I made a function in php that returns the result of a POST and converts it to a string using cURL . However, my code returns a lot of useless information. I wanted to manipulate the string so that I could delete all the useless information and leave only what is useful, that is, delete everything that comes before the word </SCRIPT>
in string.
I'm putting a piece of string that I get (there is a lot more information before that). I wanted my string was equal to that in the interval between <dt><b><font color="maroon">como</font></b>
and </table>
.
<SCRIPT LANGUAGE='JavaScript1.1'><!--
var objForm = document.theform;
var index = 0;
objForm.text.value="como n\u00e3o amar uma pessoa t\u00e3o linda";
objForm.text.focus();
checkIt(objForm.parser, 'parse');
checkIt(objForm.visual, 'niceline');
function getIndex(elemID, testValue){
for(i=0; i<elemID.length; i++){
if (elemID[i].value == testValue)
return i;
}
return 0;
}
function checkIt(element, value) {
if (element.length==1 || element.type=="checkbox"){
element.checked=1;
element.selected=1;
}
else if (element.length>1){
index = getIndex(element, value);
element[index].selected=1;
element[index].checked=1;
}
}
//-->
</SCRIPT>
<dl>
**<dt><b><font color="maroon">como</font></b>**
<font color="maroon">[como]</font> <rel> <ks> <font color="blue"><b>ADV</b> </font> <font color="darkgreen">@ADVL></font> <font color="darkgreen"><b>@#FS-ADVL</font></b> <font color="darkgreen"><b>@#FS-N<</font></b>
<dt><b><font color="maroon">não</font></b>
<font color="maroon">[não]</font> <font color="blue"><b>ADV</b> </font> <font color="darkgreen">@ADVL></font>
<dt><b><font color="maroon">amar</font></b>
<font color="maroon">[amar]</font> <vt> <font color="blue"><b>V</b> FUT 1/3S SUBJ VFIN </font> <font color="darkgreen">@FMV</font>
<dt><b><font color="maroon">uma</font></b>
<font color="maroon">[um]</font> <arti> <font color="blue"><b>DET</b> F S </font> <font color="darkgreen">@>N</font>
<dt><b><font color="maroon">pessoa</font></b>
<font color="maroon">[pessoa]</font> <H> <font color="blue"><b>N</b> F S </font> <font color="darkgreen">@<ACC</font>
<dt><b><font color="maroon">tão</font></b>
<font color="maroon">[tão]</font> <dem> <quant> <font color="blue"><b>ADV</b> </font> <font color="darkgreen">@>A</font>
<dt><b><font color="maroon">linda</font></b>
<font color="maroon">[lindo]</font> <font color="blue"><b>ADJ</b> F S </font> <font color="darkgreen">@N<</font>
<dt><b><font color="maroon">.</font></b>
</dl>
</td>
<td>
</td>
</tr>
</table>
<br>
<div style="text-align: center;">
<!--
<hr width="60%">
<b style="color: #800; font-size: 75%;">With the most recent Java update, Oracle has decided to set the default Java security settings to block all unsigned applets.
<br/>Until we can fix this on our end by signing the applets, you can lower your security settings from Control Panel -> Java -> Security and set the slider to Medium instead of High.

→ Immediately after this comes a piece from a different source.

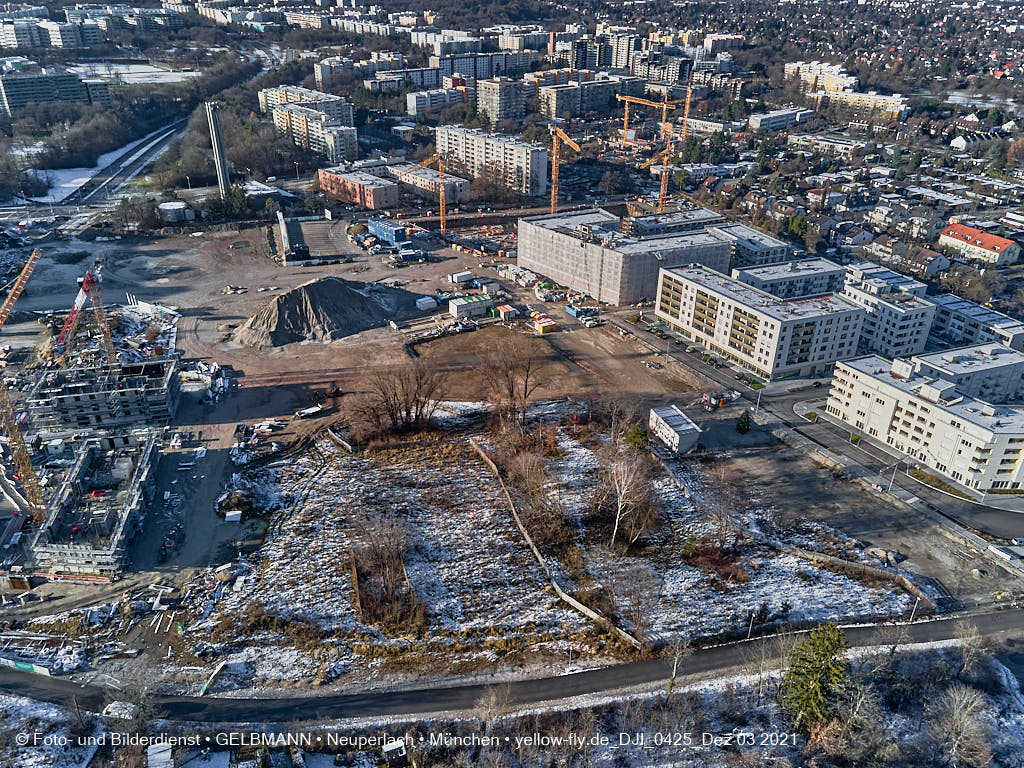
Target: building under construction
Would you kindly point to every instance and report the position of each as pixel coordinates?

<br/>If something else isn't working properly, contact <a href="mailto:mail@tinodidriksen.com">Tino Didriksen</a>.</b>
<br/>
-->
<hr width="60%">
<a href="/visl/about/">Copyright 1996-2015</a>
| <a href="/contact.html">Report a Problem / Contact Us</a>
<!-- | <a href="http://beta.visl.sdu.dk/visl/about/spgskema_en.html" title="Please fill out our survey on how you use the VISL site!">Visitor Questionnaire</a> -->
| <a href="/visl/pt/parsing/automatic/parse.php?print=1" rel="nofollow">Printable Version</a>
<!--[if IE]>
<br><br>
What function I use to be able to manipulate this string and delete these useless information ?

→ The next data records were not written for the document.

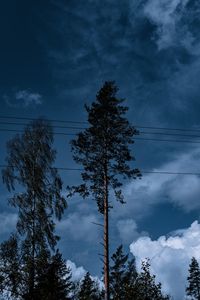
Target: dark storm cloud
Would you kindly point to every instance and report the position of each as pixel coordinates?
(150, 48)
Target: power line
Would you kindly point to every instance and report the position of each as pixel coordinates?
(84, 122)
(57, 126)
(75, 127)
(135, 138)
(50, 120)
(142, 171)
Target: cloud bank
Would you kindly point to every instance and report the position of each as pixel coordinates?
(170, 257)
(23, 98)
(181, 191)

You could use strpos to find the position of where you want to split the string. Then use substr to split the string from that position.
Supposed you put the data from above in $content
, use
$from = preg_quote('<dt><b><font color="maroon">como</font></b>');
$to = preg_quote('</table>');
preg_match('/'.$from.'(.*?)'.$to.'/', $content, $matches);
Then $matches[1]
will contain the stuff you want to extract.